Séparatisme, les associations au cœur des débats
21 janv. 2021Au terme de longs débats qui n’ont pas levé toutes les ambiguïtés, la commission spéciale a adopté, jeudi 21 janvier, l’article sur le contrat d’engagement citoyen destiné aux associations.
La commission spéciale qui examine le projet de loi« confortant le respect des principes de la République » a adopté, dans la nuit du 20 au 21 janvier, l’une des importantes mesures de la réforme. L’article 6 vise à lier les associations qui sollicitent des subventions au respect d’un « contrat d’engagement républicain ».
Le débat a toutefois été bien long et n’a pas permis d’écarter toutes les ambiguïtés de cette innovation frappée, sur le papier, au coin du bon sens. Les collectivités publiques seront dans l’obligation de supprimer des sommes allouées, ou de demander leur restitution, à des organisations qui ne respectent pas les principes républicains.
La notion de « contrat », qui inquiète au sein du monde associatif, a suscité des contre-propositions, certains élus suggérant « une convention d’objectif », un « pacte » ou « une charte ». Sauf que ces chartes, déjà mises en place par des collectivités locales, sont parfois contestées en justice. « C’est le devoir du gouvernement de protéger les élus », a insisté la ministre chargée de la citoyenneté Marlène Schiappa. Le contrat constituera un « outil juridique » pour obtenir la restitution des subventions, a abondé le rapporteur Éric Poulliat.

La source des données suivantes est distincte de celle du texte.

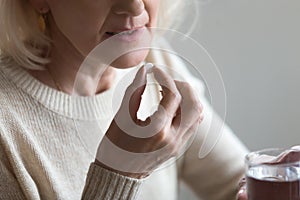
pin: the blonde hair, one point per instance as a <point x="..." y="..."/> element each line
<point x="22" y="41"/>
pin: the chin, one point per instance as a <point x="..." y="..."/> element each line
<point x="130" y="59"/>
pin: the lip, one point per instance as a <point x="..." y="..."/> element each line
<point x="120" y="30"/>
<point x="126" y="34"/>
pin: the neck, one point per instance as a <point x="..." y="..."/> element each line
<point x="64" y="72"/>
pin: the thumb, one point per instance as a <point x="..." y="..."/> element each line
<point x="133" y="94"/>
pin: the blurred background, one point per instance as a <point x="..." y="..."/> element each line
<point x="256" y="46"/>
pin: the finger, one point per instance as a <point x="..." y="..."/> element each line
<point x="133" y="94"/>
<point x="171" y="97"/>
<point x="191" y="108"/>
<point x="242" y="194"/>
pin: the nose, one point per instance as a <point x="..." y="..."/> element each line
<point x="129" y="7"/>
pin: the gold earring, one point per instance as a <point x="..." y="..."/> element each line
<point x="42" y="23"/>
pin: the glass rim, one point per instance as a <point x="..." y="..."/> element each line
<point x="267" y="151"/>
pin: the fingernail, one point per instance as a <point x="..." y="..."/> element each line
<point x="149" y="67"/>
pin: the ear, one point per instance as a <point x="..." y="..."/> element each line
<point x="41" y="6"/>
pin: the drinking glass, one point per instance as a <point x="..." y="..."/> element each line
<point x="273" y="174"/>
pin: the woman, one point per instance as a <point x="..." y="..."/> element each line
<point x="46" y="153"/>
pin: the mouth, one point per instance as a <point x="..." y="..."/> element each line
<point x="129" y="32"/>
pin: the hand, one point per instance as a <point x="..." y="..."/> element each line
<point x="242" y="193"/>
<point x="135" y="148"/>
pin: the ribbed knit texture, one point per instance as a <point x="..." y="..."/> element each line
<point x="122" y="188"/>
<point x="49" y="139"/>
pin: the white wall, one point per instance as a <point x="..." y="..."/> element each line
<point x="256" y="45"/>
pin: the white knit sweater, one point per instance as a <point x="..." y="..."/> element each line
<point x="46" y="150"/>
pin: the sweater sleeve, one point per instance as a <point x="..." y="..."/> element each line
<point x="216" y="176"/>
<point x="9" y="186"/>
<point x="103" y="184"/>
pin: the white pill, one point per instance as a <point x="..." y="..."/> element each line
<point x="149" y="67"/>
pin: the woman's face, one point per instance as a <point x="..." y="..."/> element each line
<point x="86" y="23"/>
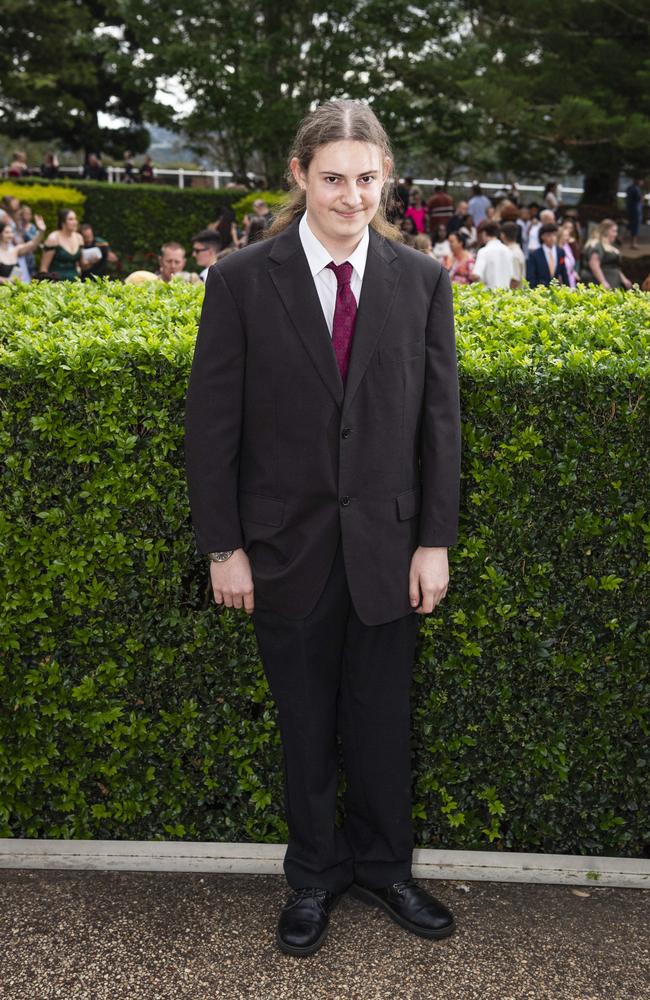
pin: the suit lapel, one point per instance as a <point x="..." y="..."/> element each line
<point x="292" y="278"/>
<point x="380" y="280"/>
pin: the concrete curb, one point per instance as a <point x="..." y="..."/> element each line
<point x="266" y="859"/>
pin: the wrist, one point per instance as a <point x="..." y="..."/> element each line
<point x="223" y="556"/>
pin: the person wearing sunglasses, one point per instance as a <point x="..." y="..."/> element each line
<point x="205" y="247"/>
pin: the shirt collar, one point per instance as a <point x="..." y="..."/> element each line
<point x="318" y="257"/>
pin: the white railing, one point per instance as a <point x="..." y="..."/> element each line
<point x="115" y="175"/>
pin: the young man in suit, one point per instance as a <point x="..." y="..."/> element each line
<point x="548" y="261"/>
<point x="323" y="457"/>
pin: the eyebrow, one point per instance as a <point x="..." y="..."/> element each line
<point x="362" y="173"/>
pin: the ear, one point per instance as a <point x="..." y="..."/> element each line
<point x="298" y="173"/>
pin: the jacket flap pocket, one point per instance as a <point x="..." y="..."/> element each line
<point x="408" y="504"/>
<point x="260" y="509"/>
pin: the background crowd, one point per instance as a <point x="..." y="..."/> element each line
<point x="495" y="240"/>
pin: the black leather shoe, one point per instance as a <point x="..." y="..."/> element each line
<point x="410" y="907"/>
<point x="302" y="926"/>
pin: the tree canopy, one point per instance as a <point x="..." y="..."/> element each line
<point x="478" y="85"/>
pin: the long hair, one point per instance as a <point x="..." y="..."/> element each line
<point x="335" y="121"/>
<point x="599" y="235"/>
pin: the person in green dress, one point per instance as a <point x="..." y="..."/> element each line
<point x="601" y="258"/>
<point x="62" y="259"/>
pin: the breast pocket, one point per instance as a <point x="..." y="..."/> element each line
<point x="402" y="352"/>
<point x="260" y="509"/>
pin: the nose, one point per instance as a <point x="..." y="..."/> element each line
<point x="350" y="195"/>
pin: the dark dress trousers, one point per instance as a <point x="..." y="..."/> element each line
<point x="330" y="489"/>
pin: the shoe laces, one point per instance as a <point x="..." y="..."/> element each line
<point x="404" y="884"/>
<point x="313" y="892"/>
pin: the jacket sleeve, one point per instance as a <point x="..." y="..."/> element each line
<point x="213" y="419"/>
<point x="440" y="443"/>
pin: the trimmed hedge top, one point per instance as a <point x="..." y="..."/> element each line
<point x="136" y="710"/>
<point x="540" y="329"/>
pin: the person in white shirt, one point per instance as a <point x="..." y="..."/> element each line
<point x="493" y="261"/>
<point x="509" y="233"/>
<point x="546" y="216"/>
<point x="205" y="247"/>
<point x="478" y="205"/>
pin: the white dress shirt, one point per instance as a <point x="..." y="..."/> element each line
<point x="493" y="264"/>
<point x="551" y="259"/>
<point x="324" y="278"/>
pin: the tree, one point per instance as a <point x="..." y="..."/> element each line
<point x="254" y="68"/>
<point x="565" y="81"/>
<point x="63" y="64"/>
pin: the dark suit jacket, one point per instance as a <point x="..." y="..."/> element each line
<point x="281" y="459"/>
<point x="537" y="270"/>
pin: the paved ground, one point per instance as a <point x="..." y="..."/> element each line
<point x="160" y="936"/>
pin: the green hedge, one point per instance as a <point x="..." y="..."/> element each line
<point x="133" y="709"/>
<point x="137" y="219"/>
<point x="46" y="199"/>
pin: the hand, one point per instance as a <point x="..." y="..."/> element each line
<point x="232" y="581"/>
<point x="428" y="578"/>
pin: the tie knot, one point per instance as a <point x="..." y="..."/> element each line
<point x="342" y="271"/>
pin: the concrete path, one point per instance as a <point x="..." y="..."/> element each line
<point x="168" y="936"/>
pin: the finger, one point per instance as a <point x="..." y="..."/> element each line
<point x="414" y="590"/>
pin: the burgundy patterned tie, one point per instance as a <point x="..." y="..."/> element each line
<point x="345" y="314"/>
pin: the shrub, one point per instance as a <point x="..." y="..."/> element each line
<point x="46" y="199"/>
<point x="245" y="205"/>
<point x="134" y="709"/>
<point x="137" y="219"/>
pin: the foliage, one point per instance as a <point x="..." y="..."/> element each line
<point x="133" y="709"/>
<point x="46" y="199"/>
<point x="64" y="64"/>
<point x="254" y="70"/>
<point x="137" y="219"/>
<point x="568" y="78"/>
<point x="274" y="199"/>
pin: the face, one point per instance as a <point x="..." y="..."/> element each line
<point x="171" y="262"/>
<point x="343" y="186"/>
<point x="203" y="254"/>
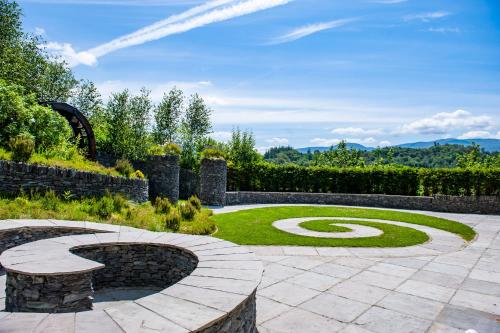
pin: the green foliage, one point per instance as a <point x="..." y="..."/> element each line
<point x="255" y="227"/>
<point x="124" y="168"/>
<point x="187" y="210"/>
<point x="25" y="62"/>
<point x="269" y="177"/>
<point x="167" y="116"/>
<point x="339" y="157"/>
<point x="195" y="126"/>
<point x="21" y="114"/>
<point x="23" y="147"/>
<point x="195" y="202"/>
<point x="173" y="220"/>
<point x="162" y="205"/>
<point x="211" y="153"/>
<point x="166" y="149"/>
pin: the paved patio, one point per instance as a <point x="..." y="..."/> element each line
<point x="454" y="288"/>
<point x="443" y="286"/>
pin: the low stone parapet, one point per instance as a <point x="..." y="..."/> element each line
<point x="451" y="204"/>
<point x="207" y="284"/>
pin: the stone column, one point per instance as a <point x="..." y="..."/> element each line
<point x="213" y="182"/>
<point x="163" y="176"/>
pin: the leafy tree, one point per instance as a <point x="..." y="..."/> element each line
<point x="21" y="114"/>
<point x="24" y="61"/>
<point x="195" y="126"/>
<point x="339" y="157"/>
<point x="241" y="148"/>
<point x="167" y="116"/>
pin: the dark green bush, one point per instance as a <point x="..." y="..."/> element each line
<point x="195" y="202"/>
<point x="173" y="220"/>
<point x="23" y="147"/>
<point x="188" y="211"/>
<point x="124" y="168"/>
<point x="392" y="180"/>
<point x="162" y="205"/>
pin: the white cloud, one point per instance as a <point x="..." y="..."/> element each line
<point x="480" y="135"/>
<point x="199" y="16"/>
<point x="278" y="141"/>
<point x="221" y="136"/>
<point x="39" y="31"/>
<point x="444" y="30"/>
<point x="357" y="131"/>
<point x="426" y="17"/>
<point x="309" y="30"/>
<point x="325" y="142"/>
<point x="389" y="2"/>
<point x="68" y="53"/>
<point x="445" y="122"/>
<point x="384" y="143"/>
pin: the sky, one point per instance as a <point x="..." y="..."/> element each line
<point x="295" y="72"/>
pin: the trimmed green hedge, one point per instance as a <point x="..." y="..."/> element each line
<point x="268" y="177"/>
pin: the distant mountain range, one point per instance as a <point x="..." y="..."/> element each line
<point x="490" y="145"/>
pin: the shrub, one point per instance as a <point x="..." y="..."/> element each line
<point x="172" y="149"/>
<point x="23" y="147"/>
<point x="139" y="174"/>
<point x="211" y="153"/>
<point x="103" y="207"/>
<point x="267" y="177"/>
<point x="124" y="168"/>
<point x="195" y="202"/>
<point x="162" y="205"/>
<point x="173" y="220"/>
<point x="50" y="201"/>
<point x="188" y="211"/>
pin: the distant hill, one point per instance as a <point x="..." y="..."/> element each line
<point x="356" y="146"/>
<point x="489" y="145"/>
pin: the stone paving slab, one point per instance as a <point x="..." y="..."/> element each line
<point x="445" y="288"/>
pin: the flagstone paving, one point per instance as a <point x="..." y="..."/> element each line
<point x="444" y="286"/>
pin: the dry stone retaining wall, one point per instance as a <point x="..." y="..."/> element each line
<point x="28" y="177"/>
<point x="452" y="204"/>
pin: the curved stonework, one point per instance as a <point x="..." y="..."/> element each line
<point x="213" y="182"/>
<point x="209" y="284"/>
<point x="358" y="231"/>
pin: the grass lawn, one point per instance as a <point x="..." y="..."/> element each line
<point x="254" y="227"/>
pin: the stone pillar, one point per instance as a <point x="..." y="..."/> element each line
<point x="213" y="182"/>
<point x="163" y="176"/>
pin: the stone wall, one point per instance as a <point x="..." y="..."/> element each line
<point x="452" y="204"/>
<point x="28" y="177"/>
<point x="189" y="183"/>
<point x="213" y="182"/>
<point x="138" y="265"/>
<point x="163" y="176"/>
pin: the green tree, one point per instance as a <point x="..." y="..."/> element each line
<point x="167" y="117"/>
<point x="195" y="127"/>
<point x="241" y="148"/>
<point x="24" y="61"/>
<point x="340" y="157"/>
<point x="21" y="114"/>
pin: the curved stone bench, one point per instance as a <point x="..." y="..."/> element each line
<point x="207" y="284"/>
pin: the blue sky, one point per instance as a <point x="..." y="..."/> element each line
<point x="297" y="72"/>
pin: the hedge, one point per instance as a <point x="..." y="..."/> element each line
<point x="268" y="177"/>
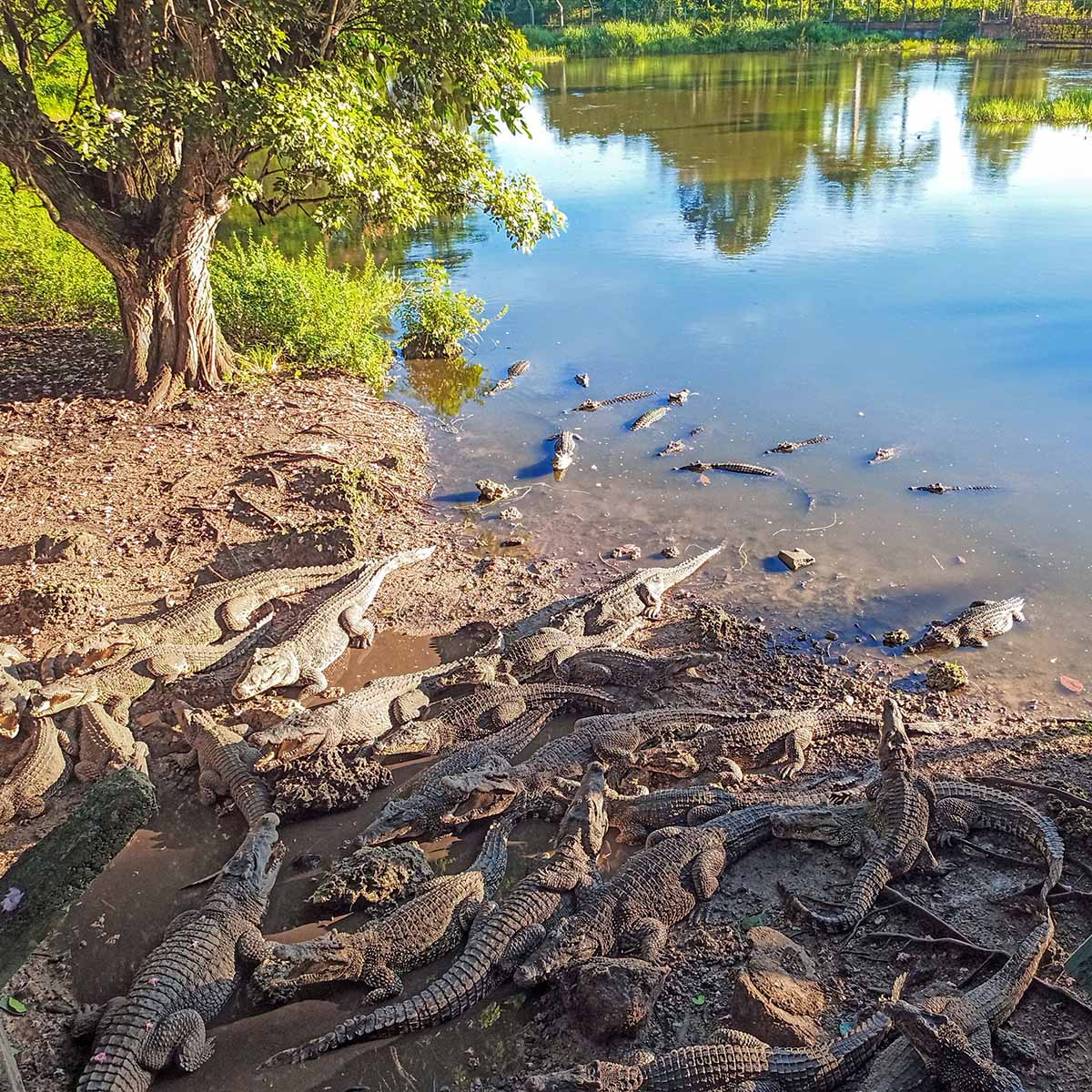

Sur le fond, c’est la définition des principes républicains visés par le contrat qui a mobilisé les députés. Le projet de loi mentionne les principes « de liberté, d’égalité, notamment entre les femmes et les hommes, de respect de la dignité de la personne humaine et de sauvegarde de l’ordre public ».
D’âpres discussions juridiques et philosophiques se sont engagées sur les termes, et d’abord sur la pertinence d’ajouter à la liste le principe de la laïcité. Impossible, a répondu le gouvernement, car cela interdirait de subventionner des associations dont l’identité religieuse est inscrite dans les statuts, comme les scouts ou le Secours catholique.
Un argument contesté par plusieurs députés. « Assimiler la laïcité à la neutralité, c’est une erreur, elle garantit la pluralité des religions », a lancé Coralie Dubost (LREM). « Je ne vois pas pourquoi on ne pourrait pas appliquer le principe de laïcité à des associations, ça ne suppose pas la neutralité », a abondé Julien Ravier (LR). « Vous êtes pris à votre propre piège, on n’y comprend plus rien », s’est exclamé Alexis Corbière (LFI).
« Je m’interroge de plus en plus sur le sens du mot laïcité », a fini par capituler Annie Genevard (LR), doutant de la pertinence de son propre amendement. Après plus d’une demi-heure de confusion où même le ministre Gérald Darmanin a paru s’y perdre, c’est Marine Le Pen (RN) qui a tenté d’apporter de la clarté, rappelant que les « associations confessionnelles n’ont pas vocation à organiser le culte » et « peuvent respecter les principes républicains ».
Les amendements visant à intégrer le principe de laïcité ont donc été rejetés, sans clore les discussions. Contre l’avis de la ministre Marlène Schiappa, un amendement supprimant la référence à l’égalité « entre les femmes et les hommes » a été adopté. Le respect des « exigences minimales de la vie en société » et des « symboles fondamentaux de la République » a, lui, été ajouté. Tandis que la « lutte contre les sectes » ou « la transphobie » ont tenté en vain de trouver leur place.
Cette séance de travail a en tout cas montré toute la difficulté qu’il y aura, en séance, à s’entendre sur la définition de ce contrat d’engagement. D’ici là, Marlène Schiappa a promis de finaliser le contenu du décret qui en précisera les termes et auquel renverra la loi. Les consultations, assure la ministre, se poursuivent avec les représentants des élus locaux et du monde associatif.